Cydr Grójecki
Cydr Grójecki
No i mamy nowy cydr na sklepowych półkach. Opakowany dość przaśnie, ale intrygująco. 4,5% alk. już wskazuje na to, że mamy do czynienia z cydrem wysokonakładowym, komercyjnym (to warunek wejścia do sklepów, które mają koncesję tylko na piwo). Kolor jaśniuteńki, bardzo klarowny. Intensywne gazowanie. W zapachu jabłkowy koncentrat, pulpa, prażone jabłka na szarlotkę – ale wszystko mało intensywne, jakby przez mgłę. W smaku czysty, ale potwornie słodki i ulepkowaty.
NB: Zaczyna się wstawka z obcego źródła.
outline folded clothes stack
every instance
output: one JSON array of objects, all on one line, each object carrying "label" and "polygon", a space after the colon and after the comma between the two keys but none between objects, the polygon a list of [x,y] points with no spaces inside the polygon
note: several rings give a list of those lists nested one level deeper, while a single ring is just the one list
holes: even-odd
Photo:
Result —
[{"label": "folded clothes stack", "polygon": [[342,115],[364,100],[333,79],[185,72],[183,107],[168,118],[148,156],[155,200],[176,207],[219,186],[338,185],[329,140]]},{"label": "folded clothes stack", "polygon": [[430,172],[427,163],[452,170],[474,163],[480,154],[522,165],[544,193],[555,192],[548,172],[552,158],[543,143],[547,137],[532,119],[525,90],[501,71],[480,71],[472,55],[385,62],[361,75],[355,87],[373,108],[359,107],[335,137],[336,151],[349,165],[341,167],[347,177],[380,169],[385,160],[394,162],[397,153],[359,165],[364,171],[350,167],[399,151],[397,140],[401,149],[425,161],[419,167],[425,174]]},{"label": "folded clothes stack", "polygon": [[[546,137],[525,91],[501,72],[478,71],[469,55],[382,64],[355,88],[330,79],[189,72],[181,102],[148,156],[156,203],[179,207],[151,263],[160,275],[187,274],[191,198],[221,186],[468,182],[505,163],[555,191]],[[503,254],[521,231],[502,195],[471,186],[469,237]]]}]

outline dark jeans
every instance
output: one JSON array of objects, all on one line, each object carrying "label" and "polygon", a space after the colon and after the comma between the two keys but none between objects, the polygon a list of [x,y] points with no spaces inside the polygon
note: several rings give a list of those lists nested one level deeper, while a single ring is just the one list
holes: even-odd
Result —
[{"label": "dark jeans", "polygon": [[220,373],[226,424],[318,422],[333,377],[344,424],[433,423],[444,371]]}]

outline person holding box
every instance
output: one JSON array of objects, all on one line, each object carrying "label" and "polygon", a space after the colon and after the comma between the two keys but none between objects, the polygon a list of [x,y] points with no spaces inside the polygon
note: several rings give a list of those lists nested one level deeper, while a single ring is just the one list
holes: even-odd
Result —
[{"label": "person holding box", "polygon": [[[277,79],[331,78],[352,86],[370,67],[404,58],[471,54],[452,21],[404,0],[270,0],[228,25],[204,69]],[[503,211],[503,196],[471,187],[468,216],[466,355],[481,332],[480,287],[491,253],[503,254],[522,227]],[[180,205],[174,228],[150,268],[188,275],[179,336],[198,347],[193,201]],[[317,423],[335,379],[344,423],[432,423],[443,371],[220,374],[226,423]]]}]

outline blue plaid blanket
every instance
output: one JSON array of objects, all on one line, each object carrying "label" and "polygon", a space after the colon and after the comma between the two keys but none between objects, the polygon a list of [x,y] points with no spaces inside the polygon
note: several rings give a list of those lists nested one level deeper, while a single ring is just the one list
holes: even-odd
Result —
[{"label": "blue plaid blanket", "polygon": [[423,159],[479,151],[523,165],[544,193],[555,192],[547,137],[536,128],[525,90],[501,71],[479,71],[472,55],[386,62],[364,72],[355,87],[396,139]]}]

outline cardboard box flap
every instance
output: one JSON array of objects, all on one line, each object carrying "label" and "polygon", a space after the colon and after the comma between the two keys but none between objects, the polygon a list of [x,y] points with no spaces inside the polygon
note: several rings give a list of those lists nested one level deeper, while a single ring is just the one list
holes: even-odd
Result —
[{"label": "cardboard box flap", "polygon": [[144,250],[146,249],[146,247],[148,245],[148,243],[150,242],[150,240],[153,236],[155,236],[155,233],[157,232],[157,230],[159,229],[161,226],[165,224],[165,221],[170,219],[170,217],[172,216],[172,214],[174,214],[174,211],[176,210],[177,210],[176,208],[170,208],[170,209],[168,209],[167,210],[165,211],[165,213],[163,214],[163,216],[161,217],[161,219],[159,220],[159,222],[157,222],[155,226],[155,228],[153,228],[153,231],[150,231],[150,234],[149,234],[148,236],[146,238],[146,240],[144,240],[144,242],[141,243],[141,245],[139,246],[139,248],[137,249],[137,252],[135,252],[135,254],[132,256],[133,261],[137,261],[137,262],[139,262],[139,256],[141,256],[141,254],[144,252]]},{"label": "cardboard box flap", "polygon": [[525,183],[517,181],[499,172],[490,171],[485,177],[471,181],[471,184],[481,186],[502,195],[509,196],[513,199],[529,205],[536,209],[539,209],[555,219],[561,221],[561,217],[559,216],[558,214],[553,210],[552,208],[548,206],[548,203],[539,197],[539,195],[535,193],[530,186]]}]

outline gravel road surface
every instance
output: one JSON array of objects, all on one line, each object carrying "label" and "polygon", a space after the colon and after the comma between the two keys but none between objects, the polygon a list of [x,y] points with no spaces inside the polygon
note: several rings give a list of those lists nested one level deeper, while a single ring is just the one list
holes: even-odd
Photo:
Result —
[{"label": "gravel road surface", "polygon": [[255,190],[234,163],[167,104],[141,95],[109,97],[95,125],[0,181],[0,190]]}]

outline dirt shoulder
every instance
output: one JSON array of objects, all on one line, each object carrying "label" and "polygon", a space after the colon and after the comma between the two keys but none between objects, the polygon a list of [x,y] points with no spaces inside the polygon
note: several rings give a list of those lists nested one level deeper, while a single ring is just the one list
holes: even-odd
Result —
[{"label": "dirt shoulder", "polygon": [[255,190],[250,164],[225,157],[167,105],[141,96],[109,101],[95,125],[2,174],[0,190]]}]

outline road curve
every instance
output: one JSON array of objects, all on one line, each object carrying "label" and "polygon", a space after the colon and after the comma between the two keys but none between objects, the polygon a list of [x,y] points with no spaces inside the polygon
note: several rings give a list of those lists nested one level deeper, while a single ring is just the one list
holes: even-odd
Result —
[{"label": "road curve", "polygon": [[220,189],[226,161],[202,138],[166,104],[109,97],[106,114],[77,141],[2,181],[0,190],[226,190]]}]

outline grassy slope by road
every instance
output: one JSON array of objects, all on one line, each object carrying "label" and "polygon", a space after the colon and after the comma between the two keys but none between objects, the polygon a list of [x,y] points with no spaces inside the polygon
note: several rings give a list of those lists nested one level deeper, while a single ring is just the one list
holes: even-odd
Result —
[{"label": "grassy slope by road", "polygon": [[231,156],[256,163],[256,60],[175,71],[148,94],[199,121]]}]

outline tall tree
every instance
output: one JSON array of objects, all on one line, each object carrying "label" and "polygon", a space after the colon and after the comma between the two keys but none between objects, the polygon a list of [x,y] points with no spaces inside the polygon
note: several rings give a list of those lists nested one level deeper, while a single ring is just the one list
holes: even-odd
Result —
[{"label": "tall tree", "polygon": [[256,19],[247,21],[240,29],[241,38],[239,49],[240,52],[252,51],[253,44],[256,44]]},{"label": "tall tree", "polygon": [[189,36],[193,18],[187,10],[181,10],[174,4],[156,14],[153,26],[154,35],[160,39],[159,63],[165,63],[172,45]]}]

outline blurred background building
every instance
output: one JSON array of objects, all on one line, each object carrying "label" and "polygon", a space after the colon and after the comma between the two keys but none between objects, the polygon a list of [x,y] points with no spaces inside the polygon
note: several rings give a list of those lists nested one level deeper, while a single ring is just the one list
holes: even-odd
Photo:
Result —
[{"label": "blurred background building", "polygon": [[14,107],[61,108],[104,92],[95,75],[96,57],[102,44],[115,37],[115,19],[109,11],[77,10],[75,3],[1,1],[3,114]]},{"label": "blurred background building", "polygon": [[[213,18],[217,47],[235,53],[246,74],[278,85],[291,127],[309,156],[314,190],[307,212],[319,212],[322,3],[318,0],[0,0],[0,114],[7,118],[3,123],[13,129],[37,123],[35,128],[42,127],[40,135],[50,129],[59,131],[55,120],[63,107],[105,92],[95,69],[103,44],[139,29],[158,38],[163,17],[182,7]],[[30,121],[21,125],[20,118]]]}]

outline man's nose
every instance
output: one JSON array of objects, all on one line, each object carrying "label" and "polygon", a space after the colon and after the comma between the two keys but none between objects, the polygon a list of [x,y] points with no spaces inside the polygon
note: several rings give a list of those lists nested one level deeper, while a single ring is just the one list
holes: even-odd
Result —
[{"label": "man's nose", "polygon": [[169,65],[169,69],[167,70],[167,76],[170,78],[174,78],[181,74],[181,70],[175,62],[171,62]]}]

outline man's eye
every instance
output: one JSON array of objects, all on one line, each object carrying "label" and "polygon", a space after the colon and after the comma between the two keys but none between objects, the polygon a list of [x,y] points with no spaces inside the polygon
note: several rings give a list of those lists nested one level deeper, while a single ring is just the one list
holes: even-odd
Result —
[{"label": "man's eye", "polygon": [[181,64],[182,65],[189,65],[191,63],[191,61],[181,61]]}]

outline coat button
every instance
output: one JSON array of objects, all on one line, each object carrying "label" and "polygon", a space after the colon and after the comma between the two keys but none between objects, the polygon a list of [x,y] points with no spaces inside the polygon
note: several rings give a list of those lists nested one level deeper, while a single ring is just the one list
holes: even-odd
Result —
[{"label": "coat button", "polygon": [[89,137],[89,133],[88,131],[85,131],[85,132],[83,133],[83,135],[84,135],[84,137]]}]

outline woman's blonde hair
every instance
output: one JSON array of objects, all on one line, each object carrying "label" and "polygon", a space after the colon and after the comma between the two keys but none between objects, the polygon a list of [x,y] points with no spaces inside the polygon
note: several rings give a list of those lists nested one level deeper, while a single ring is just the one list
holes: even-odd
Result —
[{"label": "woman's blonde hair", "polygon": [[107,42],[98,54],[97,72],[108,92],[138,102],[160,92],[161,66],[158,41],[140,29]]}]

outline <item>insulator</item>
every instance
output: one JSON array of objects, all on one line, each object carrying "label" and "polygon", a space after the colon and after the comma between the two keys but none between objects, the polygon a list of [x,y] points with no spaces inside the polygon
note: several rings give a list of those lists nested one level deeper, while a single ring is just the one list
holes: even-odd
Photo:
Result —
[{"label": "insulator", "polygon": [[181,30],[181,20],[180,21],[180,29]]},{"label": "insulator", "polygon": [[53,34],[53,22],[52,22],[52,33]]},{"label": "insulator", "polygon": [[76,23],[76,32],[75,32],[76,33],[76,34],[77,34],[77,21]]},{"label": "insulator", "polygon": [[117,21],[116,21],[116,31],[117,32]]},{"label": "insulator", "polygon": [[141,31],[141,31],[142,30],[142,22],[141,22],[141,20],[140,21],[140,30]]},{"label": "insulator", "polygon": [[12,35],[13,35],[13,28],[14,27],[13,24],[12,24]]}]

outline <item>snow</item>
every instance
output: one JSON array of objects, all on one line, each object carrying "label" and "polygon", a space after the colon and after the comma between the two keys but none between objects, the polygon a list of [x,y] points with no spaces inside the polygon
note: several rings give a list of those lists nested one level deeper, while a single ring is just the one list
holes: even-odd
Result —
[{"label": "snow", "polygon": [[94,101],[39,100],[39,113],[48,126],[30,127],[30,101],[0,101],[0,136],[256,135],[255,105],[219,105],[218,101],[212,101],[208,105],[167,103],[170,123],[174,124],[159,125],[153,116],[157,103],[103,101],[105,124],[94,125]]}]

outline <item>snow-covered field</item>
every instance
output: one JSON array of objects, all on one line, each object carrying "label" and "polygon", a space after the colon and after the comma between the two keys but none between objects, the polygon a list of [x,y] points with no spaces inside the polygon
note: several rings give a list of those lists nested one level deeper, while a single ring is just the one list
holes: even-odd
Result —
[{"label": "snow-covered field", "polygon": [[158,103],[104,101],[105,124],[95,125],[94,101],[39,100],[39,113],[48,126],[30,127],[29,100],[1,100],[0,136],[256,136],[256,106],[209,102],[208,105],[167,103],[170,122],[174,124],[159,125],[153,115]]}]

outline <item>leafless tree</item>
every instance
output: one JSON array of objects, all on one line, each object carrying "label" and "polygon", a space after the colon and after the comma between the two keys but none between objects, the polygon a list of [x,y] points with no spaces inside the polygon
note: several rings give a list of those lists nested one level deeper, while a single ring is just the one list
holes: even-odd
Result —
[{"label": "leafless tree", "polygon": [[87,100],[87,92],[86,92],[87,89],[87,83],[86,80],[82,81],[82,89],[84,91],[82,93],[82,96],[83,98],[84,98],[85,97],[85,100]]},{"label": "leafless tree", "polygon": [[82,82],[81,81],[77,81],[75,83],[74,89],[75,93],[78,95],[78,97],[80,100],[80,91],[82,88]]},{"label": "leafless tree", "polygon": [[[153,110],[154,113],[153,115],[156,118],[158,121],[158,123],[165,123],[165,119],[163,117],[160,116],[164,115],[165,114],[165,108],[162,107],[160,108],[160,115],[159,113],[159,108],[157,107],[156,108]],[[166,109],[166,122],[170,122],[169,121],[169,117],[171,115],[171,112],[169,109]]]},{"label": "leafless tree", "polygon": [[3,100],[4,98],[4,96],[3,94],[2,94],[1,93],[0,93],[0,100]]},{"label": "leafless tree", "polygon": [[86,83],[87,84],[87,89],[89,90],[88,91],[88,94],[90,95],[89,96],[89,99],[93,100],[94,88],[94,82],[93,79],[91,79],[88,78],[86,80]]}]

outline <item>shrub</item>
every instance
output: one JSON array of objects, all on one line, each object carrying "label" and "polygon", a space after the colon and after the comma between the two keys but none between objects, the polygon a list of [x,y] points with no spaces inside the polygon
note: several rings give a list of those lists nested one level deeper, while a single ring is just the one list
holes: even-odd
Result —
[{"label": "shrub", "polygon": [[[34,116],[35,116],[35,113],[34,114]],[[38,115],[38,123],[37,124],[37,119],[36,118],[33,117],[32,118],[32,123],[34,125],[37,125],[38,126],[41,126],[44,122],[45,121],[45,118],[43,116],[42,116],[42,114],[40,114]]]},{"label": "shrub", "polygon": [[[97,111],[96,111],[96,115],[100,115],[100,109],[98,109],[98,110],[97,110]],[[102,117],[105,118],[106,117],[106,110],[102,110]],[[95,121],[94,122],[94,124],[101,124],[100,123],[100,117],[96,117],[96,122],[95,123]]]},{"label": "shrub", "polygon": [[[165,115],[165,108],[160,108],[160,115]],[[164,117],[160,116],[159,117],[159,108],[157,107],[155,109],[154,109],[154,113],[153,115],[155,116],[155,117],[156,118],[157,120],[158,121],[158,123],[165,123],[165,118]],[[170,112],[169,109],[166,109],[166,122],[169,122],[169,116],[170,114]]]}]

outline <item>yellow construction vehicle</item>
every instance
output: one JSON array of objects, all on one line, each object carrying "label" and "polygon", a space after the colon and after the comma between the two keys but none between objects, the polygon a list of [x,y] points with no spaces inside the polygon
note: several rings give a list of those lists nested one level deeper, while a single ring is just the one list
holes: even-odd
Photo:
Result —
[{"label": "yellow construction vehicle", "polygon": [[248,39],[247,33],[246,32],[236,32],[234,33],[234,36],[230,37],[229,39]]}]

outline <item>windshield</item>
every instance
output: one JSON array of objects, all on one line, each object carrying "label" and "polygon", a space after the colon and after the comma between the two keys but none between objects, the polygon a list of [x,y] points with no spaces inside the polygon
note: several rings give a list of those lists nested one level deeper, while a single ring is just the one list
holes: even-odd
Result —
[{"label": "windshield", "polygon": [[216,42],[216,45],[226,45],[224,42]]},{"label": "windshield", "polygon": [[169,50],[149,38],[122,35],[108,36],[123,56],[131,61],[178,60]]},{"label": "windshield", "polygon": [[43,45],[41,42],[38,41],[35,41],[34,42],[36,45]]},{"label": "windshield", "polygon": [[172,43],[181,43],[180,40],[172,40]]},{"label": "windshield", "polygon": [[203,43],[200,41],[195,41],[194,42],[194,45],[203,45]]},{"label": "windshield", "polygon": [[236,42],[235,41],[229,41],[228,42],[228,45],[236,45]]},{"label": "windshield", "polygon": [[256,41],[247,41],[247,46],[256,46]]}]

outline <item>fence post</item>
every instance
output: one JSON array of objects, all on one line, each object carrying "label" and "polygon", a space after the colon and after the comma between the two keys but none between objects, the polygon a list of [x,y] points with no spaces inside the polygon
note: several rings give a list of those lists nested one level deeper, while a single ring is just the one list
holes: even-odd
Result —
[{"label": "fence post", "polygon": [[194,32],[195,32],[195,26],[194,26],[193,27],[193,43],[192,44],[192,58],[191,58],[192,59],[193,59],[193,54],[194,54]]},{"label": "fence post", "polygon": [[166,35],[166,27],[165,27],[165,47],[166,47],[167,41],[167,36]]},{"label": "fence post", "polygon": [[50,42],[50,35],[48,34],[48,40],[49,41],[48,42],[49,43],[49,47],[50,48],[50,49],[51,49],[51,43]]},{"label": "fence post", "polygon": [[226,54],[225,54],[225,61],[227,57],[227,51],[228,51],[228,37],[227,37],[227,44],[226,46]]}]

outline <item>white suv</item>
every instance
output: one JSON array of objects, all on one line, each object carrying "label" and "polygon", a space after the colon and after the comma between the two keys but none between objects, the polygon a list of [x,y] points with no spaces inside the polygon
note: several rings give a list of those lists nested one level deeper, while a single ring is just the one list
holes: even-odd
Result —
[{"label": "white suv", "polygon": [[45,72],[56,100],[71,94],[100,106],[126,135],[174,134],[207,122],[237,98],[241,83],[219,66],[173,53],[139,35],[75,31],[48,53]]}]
Słowa „słodki” (nie marzę już o „dosładzany”) zabrakło gdziekolwiek na etykiecie, za to są słowa „naturalnie”, „taka prawda”, „prawdziwy, półsłodki cydr z wyselekcjonowanych jabłek”, a nawet „z grójeckich sadów”. No więc szczerze wątpię, skoro nawet nie wiadomo, kto to produkował („Wyprodukowano w Polsce dla JRBB” – czyli producenta znanej marki Cider Inn). ♥♡
Gruszkowy Grójecki – cukru też sporo, a smaki kojarzą się bardziej z gruszkową gumą do życia niż ze świeżym owocem. Koncentrat rządzi! Produkt blady i mdły, ale czysty i pijalny – pod warunkiem dobrego schłodzenia i dodania grubego plastra cytryny. ♥♡
Oba cydry dostępne po ok. 6 zł (0,5L) w licznych sklepach spożywczych i alkoholowych.
Źródło cydrów: zakup własny autora.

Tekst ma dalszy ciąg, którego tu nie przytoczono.